To be sure, there is violence in public housing. While the net that Vance and the NYPD had cast most likely ensnared people completely innocent, there was work to be done to reach young people who were in fact targeting each other. Along with Haynes, a youth counselor and assistant basketball coach, Murphy sought to honor his daughter's life by working to put together anti-violence work that focused on at-risk youth.

It would be a fight. There was so much that had already contributed to violence and an accompanying sense of despair. The local community center for kids from Manhattanville, for example, had been closed for five years. When it was finally re-opened in 2007 after 5 years and $2.2 Million of NYCHA renovation money, they didn't have funds to fully staff the center--leaving some kids out. The center was later privatized.

Beyond the indictments of the District Attorney or the intelligence of the police, Haynes has a simple science to understanding why the Grant and Manhattanville feud got so bad so quickly: The Grant houses have outside basketball courts. During the summer, Manhattanville kids would go to Grant's basketball courts to play and hang out. In the winter, Grant kids would go to Manhattanville, which had indoor basketball courts in the community center. When the center closed, it stopped that natural exchange of residents. This led to animosity between the two sides that became violent as the kids grew older.

A young mother from Manhattanville who didn't want to give her name because her son had been arrested during last year's police raids spoke about the lack of resources:

"Our kids are getting locked up before they can even write a resume... We have a community center in the back, but now it's privately-owned. We would have to pay for the summers for our kids to go. Now it's free but it's private and not prioritized for kids from these houses. This is all our development has. They could've put more money into this to help keep these kids occupied."
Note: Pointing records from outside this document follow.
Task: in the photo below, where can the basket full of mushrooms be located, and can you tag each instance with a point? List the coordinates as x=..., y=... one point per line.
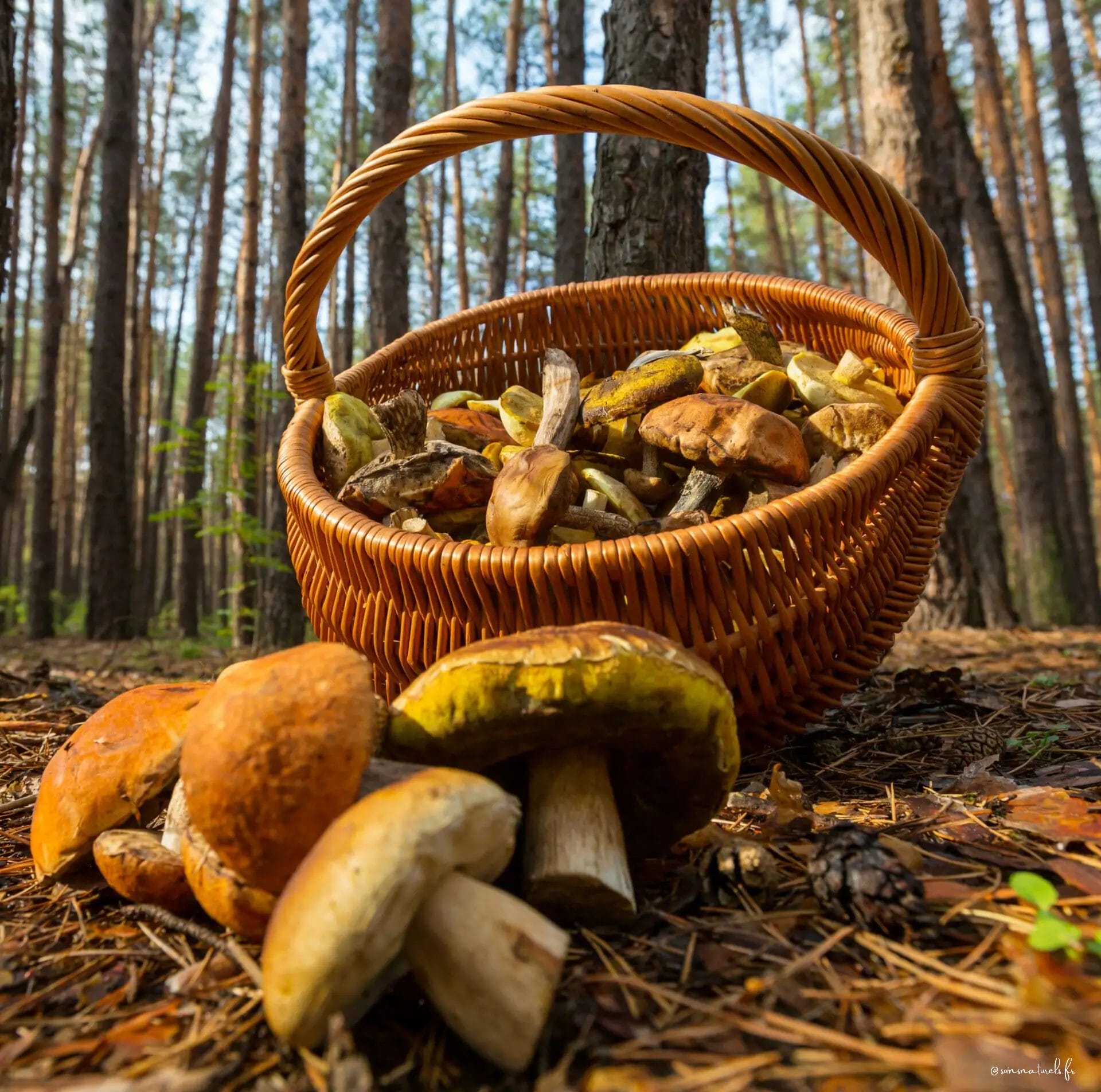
x=757, y=468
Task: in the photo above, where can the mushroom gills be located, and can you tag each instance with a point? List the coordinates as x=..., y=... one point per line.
x=575, y=858
x=489, y=964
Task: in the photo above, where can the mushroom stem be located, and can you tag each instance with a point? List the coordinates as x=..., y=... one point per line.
x=489, y=964
x=575, y=861
x=604, y=524
x=700, y=491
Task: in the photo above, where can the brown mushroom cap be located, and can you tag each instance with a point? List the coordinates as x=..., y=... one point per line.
x=730, y=435
x=221, y=892
x=141, y=870
x=276, y=755
x=664, y=716
x=470, y=427
x=445, y=476
x=845, y=428
x=530, y=496
x=122, y=758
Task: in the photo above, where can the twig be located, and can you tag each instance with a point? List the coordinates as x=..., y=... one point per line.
x=227, y=946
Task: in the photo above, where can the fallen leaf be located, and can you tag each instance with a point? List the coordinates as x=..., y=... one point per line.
x=1054, y=814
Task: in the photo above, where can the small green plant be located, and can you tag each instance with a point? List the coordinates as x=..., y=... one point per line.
x=1051, y=933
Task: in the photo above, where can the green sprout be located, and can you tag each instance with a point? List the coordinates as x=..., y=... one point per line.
x=1049, y=933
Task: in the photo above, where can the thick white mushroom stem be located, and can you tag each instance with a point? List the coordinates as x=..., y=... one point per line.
x=575, y=860
x=489, y=964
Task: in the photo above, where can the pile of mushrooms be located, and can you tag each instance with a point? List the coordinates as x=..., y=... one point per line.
x=732, y=420
x=275, y=821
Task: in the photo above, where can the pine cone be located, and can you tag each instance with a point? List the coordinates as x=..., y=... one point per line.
x=856, y=879
x=740, y=863
x=974, y=744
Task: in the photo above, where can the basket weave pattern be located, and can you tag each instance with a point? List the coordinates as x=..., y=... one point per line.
x=794, y=603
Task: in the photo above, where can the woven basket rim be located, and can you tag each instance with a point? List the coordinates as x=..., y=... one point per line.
x=899, y=329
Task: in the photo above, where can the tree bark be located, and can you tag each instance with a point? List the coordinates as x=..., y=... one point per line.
x=728, y=182
x=245, y=349
x=167, y=404
x=40, y=621
x=502, y=194
x=1045, y=582
x=110, y=559
x=569, y=152
x=778, y=263
x=8, y=349
x=458, y=207
x=282, y=620
x=349, y=147
x=148, y=531
x=647, y=197
x=206, y=311
x=1089, y=244
x=812, y=119
x=386, y=239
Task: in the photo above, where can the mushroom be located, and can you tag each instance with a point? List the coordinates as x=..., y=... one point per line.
x=620, y=498
x=118, y=761
x=404, y=421
x=721, y=435
x=771, y=391
x=453, y=400
x=348, y=433
x=819, y=384
x=616, y=723
x=562, y=400
x=641, y=388
x=530, y=496
x=446, y=476
x=275, y=753
x=221, y=893
x=405, y=874
x=845, y=428
x=470, y=427
x=142, y=870
x=757, y=334
x=521, y=414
The young men caught up in the raids didn't only lack opportunities in their neighborhood, when they were indicted--again, some not even having committed actual crimes--they were looking at such long prison sentences that many of them just took the pleas (which were still long sentences). Some kids in Grant and Manhattanville were as young as 11 when they were first being monitored by Vance and the NYPD's multi-year investigation. But for Murphy, delaying or stifling the ability of resources to get on the ground ensured the violence, which he describes as the natural outgrowth of poverty and despair.

"We have to get to the root of the problem. The problem, in three simple words: Lack of resources. When you deny people services and resources, you then give them police raids? The issue is not to get rid of people. The issue is to provide them with the resources they really need."

Murphy has so many unanswered questions about the raid and the future for people who live in public housing. "Was the plan to displace people or get them out of that neighborhood from the start? Was the plan to starve a community from vital resources to create a condition where people reverted to violence?", he asks. With a watchful eye on the politicking around the push to get some people out of NYCHA houses, Murphy echoes what many in public housing often fear:

"Was the plan", he wonders "to create a reason to obtain prime real estate?"